Based on animal and human work, several brain structures, including the striatum, cerebellum, and motor cortical areas of the frontal lobe, are thought to be critical for the acquisition and/or retention of skilled motor behaviors (Doyon and Ungerleider, 2002; Doyon et al, 2003). Previous studies have reported possible LTP induction in the primary motor cortex (Hess et al, 1996; Butefisch et al, 2000) or the cerebellum (Lu et al, 1998; Hansel et al, 2001; Donchin et al, 2002). We cannot rule out that the cerebral plasticity associated with the motor-adaptation task used here has taken place in the striatum. Evidence supporting the role of the striatum in motor-skill learning comes from impairments found in patients with striatal dysfunction, including Parkinson's and Huntington's diseases (Willingham and Koroshetz, 1993; Doyon et al, 1997, 1998), as well as from neurophysiological studies (Graybiel, 1995; Charpier and Deniau, 1997), and lesion experiments in rodents (McDonald and White, 1993). Furthermore, the striatum is the point of entry of information into the basal ganglia, and it plays an important role in motor control and habit learning (Graybiel, 2000). The neocortex and thalamus (Parent and Hazrati, 1995) provide the major excitatory inputs to the striatal medium spiny projection neurons, where both glutamate and dopamine terminals converge (Bouyer et al, 1984; Freund et al, 1984). Finally, in the striatum, repetitive stimulation of corticostriatal fibers causes a massive release of glutamate and produces LTP (Centonze et al, 1999; Spencer and Murphy, 2000); a process similar to that seen during learning (Charpier and Deniau, 1997; Mazzucchelli et al, 2002). Thus, in our study, amantadine may have blocked striatal NMDA receptors and subsequent LTP induction required for motor learning. However, the precise site of action of amantadine on motor adaptation is not known and further studies combining pharmacological manipulations with modern brain-imaging techniques such as PET or fMRI may be interesting in this regard.
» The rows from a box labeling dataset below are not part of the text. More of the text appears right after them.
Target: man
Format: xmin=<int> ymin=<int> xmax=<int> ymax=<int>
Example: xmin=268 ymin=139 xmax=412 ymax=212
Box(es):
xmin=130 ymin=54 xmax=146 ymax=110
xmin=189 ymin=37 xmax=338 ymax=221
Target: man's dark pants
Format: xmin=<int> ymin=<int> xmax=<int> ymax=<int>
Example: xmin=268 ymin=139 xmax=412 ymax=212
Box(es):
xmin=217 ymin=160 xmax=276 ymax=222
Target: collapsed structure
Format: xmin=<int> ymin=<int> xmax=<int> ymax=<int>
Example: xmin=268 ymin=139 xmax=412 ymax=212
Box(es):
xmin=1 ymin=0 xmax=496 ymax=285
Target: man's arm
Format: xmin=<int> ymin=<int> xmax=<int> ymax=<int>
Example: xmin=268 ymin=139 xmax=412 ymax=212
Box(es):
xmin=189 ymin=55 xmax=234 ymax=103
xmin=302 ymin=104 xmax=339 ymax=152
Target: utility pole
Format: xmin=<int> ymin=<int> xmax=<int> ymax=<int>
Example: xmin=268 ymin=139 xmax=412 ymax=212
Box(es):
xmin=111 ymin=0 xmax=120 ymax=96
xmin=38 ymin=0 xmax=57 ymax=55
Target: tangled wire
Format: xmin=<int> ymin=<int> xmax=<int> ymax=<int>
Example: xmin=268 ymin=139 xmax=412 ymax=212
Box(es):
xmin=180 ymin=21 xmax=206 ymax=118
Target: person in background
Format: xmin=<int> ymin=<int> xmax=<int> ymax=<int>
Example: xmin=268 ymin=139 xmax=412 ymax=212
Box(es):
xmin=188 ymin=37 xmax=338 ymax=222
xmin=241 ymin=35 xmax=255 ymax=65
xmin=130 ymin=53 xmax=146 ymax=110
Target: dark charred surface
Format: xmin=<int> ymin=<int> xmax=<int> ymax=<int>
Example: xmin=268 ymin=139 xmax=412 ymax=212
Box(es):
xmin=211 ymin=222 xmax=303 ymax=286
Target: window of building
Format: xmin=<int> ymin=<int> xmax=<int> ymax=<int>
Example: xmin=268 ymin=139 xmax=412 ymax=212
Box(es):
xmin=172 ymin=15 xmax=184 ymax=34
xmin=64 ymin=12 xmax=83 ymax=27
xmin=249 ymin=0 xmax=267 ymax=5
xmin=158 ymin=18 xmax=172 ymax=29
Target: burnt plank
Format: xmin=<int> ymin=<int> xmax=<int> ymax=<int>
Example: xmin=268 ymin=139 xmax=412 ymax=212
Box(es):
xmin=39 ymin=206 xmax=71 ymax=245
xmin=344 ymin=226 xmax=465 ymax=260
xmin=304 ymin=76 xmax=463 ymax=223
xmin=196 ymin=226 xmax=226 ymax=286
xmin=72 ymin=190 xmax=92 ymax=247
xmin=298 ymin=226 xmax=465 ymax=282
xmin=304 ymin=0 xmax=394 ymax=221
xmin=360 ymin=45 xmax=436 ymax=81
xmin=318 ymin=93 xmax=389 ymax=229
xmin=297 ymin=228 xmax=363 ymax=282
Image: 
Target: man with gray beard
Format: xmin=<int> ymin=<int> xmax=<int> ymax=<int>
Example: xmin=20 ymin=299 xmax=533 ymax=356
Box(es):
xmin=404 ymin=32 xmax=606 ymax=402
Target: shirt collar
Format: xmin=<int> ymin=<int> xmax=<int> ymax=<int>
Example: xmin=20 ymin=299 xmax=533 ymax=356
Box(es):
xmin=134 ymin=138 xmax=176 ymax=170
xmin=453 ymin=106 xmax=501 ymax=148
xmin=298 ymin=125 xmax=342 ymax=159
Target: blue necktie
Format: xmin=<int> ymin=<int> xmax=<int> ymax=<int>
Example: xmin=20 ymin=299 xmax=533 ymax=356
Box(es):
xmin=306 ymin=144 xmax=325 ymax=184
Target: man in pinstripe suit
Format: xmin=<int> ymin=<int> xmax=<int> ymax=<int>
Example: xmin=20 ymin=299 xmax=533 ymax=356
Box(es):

In conclusion, the present results argue for a role of central glutamatergic transmission, particularly NMDA receptors, in the acquisition of motor-adaptation learning in humans. Further studies in patients treated chronically with amantadine or multiple-dose studies in healthy volunteers are needed to confirm these predictions. Moreover, interactions with other neurotransmitters such as dopamine should be investigated in future research.